Improving the Quality and Management of Your Point of Care Testing Environment

45  minutes

|2019-06-14

The point-of-care coordinator for all of Queensland, Australia, Cameron Martin of Queensland Health will present his findings and overview of the integration of one of the world's largest POCT networks using POC informatics. Cameron explains how he created a single, centralized, open, and vendor-neutral POC informatics environment that is scalable and cost-effective, while also conforming with ISO guidelines. Learn about the role of training and managing operators “by exception.”


  • Discover how, with innovation, it is possible to establish a functional, high-quality POC testing system.
  • Learn how disruptive changes can now extend pathology into new areas and new ways to improve your KPIs.
  • Understand how online training can help you better manage and train operators remotely, enabling you to manage operators’ access, precisely track training, and know which operators are current, and thereby allowing you to train by exception vs. blindly targeting everyone.

  • Nurses, physicians, and physicians’ assistants who cover point-of-care testing in their practices
  • Point-of-care coordinators and managers
  • Laboratory directors and personnel

Cameron Martin

Cameron Martin is the State-Wide Point of Care Coordinator for Pathology Queensland. He holds a BAppSc degree in medical technology and an MAppSc degree in medical laboratory science (haematology) from Queensland University of Technology and an MTM degree from Griffith University. He previously worked in haematology and immunology with the Mater Public Hospitals in Brisbane. He became interested in point-of-care testing in the early 2000s while, as a laboratory manager, trying to improve the after-hours pathology service at Caboolture Hospital.

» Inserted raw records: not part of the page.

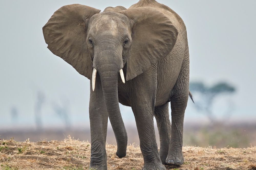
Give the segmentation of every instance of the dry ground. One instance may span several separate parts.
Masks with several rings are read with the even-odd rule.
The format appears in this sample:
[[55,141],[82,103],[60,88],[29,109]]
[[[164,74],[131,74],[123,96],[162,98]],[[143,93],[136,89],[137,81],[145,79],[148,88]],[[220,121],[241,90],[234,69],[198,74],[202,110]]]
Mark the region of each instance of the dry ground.
[[[13,140],[0,141],[0,170],[88,169],[90,144],[69,138],[62,141],[31,142]],[[127,147],[127,155],[122,159],[115,153],[115,145],[107,144],[109,169],[141,169],[143,160],[139,148]],[[168,169],[256,170],[256,147],[246,148],[186,147],[185,162],[178,168]],[[175,169],[176,168],[176,169]]]

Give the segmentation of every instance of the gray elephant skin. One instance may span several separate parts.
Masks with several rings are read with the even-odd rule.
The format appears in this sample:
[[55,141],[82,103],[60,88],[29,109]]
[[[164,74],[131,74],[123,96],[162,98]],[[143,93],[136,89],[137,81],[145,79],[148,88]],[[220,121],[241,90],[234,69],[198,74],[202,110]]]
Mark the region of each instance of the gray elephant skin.
[[[108,118],[116,155],[126,155],[127,136],[119,102],[132,107],[144,159],[142,169],[180,165],[184,113],[189,96],[192,98],[183,21],[154,0],[141,0],[128,9],[109,7],[100,11],[78,4],[64,6],[43,28],[50,50],[90,80],[90,167],[107,169]],[[159,152],[154,116],[160,137]]]

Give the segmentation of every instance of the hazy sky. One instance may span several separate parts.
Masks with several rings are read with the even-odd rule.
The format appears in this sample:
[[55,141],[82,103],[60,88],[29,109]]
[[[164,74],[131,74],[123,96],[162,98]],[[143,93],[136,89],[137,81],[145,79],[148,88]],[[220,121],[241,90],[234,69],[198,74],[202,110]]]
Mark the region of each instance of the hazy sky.
[[[235,109],[231,119],[256,119],[256,1],[158,2],[173,9],[186,25],[191,81],[203,81],[209,85],[229,82],[237,89],[230,97]],[[137,2],[0,1],[0,129],[34,125],[38,90],[45,96],[42,110],[44,127],[62,123],[52,108],[54,103],[66,103],[73,126],[88,126],[89,81],[47,48],[42,27],[54,11],[64,5],[78,3],[103,11],[109,6],[128,8]],[[191,103],[189,102],[185,121],[204,118],[193,109]],[[216,112],[221,113],[225,106],[221,104]],[[18,110],[16,122],[10,115],[13,106]],[[134,123],[131,110],[124,106],[121,109],[125,123]]]

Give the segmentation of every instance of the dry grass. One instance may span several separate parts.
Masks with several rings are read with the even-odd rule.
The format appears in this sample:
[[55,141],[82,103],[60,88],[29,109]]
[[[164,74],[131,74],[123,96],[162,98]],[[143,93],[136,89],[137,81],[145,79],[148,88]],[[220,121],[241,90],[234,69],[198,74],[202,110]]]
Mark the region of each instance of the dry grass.
[[[12,140],[0,141],[0,170],[89,169],[89,143],[71,139],[31,142]],[[115,155],[116,146],[107,144],[109,169],[140,169],[143,159],[139,148],[128,146],[127,155]],[[183,149],[185,162],[178,168],[168,169],[251,169],[256,170],[256,147],[247,148],[202,148]]]

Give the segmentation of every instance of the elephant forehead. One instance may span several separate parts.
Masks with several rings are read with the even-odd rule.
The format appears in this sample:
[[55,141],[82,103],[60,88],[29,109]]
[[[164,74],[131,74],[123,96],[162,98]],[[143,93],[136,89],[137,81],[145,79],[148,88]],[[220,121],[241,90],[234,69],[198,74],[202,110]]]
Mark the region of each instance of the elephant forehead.
[[115,36],[128,33],[129,27],[128,18],[122,15],[124,15],[113,12],[99,14],[90,22],[89,33]]

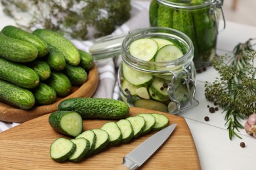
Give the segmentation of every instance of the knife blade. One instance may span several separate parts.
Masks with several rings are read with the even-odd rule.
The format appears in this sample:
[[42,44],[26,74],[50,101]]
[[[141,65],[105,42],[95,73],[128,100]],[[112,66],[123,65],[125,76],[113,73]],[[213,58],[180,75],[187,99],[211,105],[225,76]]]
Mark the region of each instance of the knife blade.
[[156,133],[123,158],[116,169],[136,169],[141,166],[169,138],[176,127],[172,124]]

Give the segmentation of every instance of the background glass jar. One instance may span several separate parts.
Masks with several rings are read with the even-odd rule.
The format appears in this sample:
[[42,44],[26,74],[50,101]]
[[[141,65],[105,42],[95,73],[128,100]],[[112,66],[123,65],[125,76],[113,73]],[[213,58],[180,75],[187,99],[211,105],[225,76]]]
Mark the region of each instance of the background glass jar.
[[216,54],[221,11],[224,24],[223,3],[223,0],[152,0],[150,24],[187,35],[194,47],[194,63],[200,70],[210,65]]
[[[160,38],[176,41],[186,54],[173,61],[156,62],[138,59],[130,54],[130,44],[142,38]],[[130,33],[121,46],[122,62],[118,71],[121,99],[131,107],[176,114],[198,104],[196,93],[194,46],[181,31],[160,27]]]

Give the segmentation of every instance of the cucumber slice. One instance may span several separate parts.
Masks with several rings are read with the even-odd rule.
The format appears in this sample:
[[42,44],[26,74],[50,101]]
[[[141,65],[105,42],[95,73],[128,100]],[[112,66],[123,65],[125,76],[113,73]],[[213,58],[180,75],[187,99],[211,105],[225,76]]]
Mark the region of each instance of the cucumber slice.
[[83,137],[89,141],[90,143],[90,148],[89,151],[87,152],[87,154],[85,156],[88,156],[91,154],[93,150],[95,150],[95,143],[96,143],[96,135],[93,132],[93,131],[91,130],[87,130],[83,131],[82,133],[79,135],[75,137],[75,139]]
[[129,52],[133,56],[144,61],[152,60],[158,50],[158,43],[148,38],[134,41],[129,48]]
[[50,147],[50,156],[55,161],[63,162],[72,155],[76,148],[76,144],[70,140],[60,137],[56,139]]
[[76,137],[83,131],[83,118],[76,112],[57,110],[49,117],[51,126],[56,131]]
[[97,154],[108,144],[110,136],[106,131],[100,129],[94,129],[92,131],[96,135],[95,146],[93,153]]
[[69,160],[73,162],[79,162],[89,151],[90,142],[83,137],[73,139],[71,141],[76,144],[76,149]]
[[122,143],[127,143],[133,137],[133,129],[130,121],[121,119],[116,122],[122,133]]
[[167,106],[161,102],[154,100],[139,99],[136,101],[134,105],[136,107],[146,108],[165,112],[168,111]]
[[146,121],[146,127],[143,129],[142,134],[148,133],[156,124],[156,118],[153,115],[146,113],[140,113],[137,116],[142,116]]
[[130,116],[126,118],[130,121],[133,129],[133,137],[137,138],[143,131],[146,127],[145,119],[139,116]]
[[121,83],[121,90],[123,91],[123,94],[125,95],[136,95],[136,90],[139,88],[138,86],[136,86],[131,83],[129,83],[125,79],[123,79],[123,82]]
[[125,63],[122,63],[123,76],[129,83],[140,87],[146,86],[151,83],[153,76],[152,74],[143,73],[131,68]]
[[117,144],[121,142],[122,134],[118,126],[115,122],[106,122],[100,128],[100,129],[106,131],[108,133],[110,145]]
[[164,46],[166,45],[172,45],[173,44],[173,42],[171,42],[167,39],[159,39],[159,38],[153,38],[154,41],[155,41],[158,44],[158,49],[160,49]]
[[141,87],[139,88],[137,88],[135,90],[136,94],[138,95],[141,98],[145,99],[150,99],[150,95],[148,92],[148,89],[145,87]]
[[156,54],[154,61],[156,62],[171,61],[183,56],[183,53],[175,45],[165,45]]
[[169,120],[166,116],[159,113],[151,113],[151,114],[156,118],[156,124],[152,130],[159,131],[168,126]]

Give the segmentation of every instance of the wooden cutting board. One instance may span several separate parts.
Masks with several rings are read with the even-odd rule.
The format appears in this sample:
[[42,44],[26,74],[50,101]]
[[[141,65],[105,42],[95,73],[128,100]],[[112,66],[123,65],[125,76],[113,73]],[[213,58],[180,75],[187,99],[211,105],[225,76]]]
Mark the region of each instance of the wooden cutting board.
[[[200,169],[196,148],[188,126],[182,117],[140,108],[131,108],[129,115],[159,112],[166,115],[170,124],[177,126],[170,137],[143,165],[140,169]],[[80,163],[58,163],[49,155],[51,143],[63,135],[54,131],[48,123],[49,114],[33,119],[0,133],[1,169],[113,169],[123,157],[155,132],[129,143],[110,146]],[[86,120],[84,130],[100,128],[106,121]]]
[[57,97],[53,104],[33,107],[30,110],[19,109],[0,102],[0,120],[11,122],[24,122],[57,110],[58,103],[63,99],[73,97],[90,97],[96,90],[98,73],[95,65],[90,70],[87,80],[81,86],[72,86],[72,93],[65,97]]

He became the State-Wide Point of Care Coordinator for Pathology Queensland in 2004.

Cameron is a past member of the AACB National Working Party on Point of Care Testing and the AACB Chest Pain Subgroup Working Party and is currently advisor for point-of-care testing to the Clinical Laboratory Standards Institute (CLSI) in the USA and the National Pathology Accreditation Advisory Council (NPAAC) in Australia. He is also a course advisor and regular guest lecturer at Queensland University of Technology. Cameron has spoken at state, national, and international conferences on point-of-care testing and published cited papers and texts related to POCT and Haematology.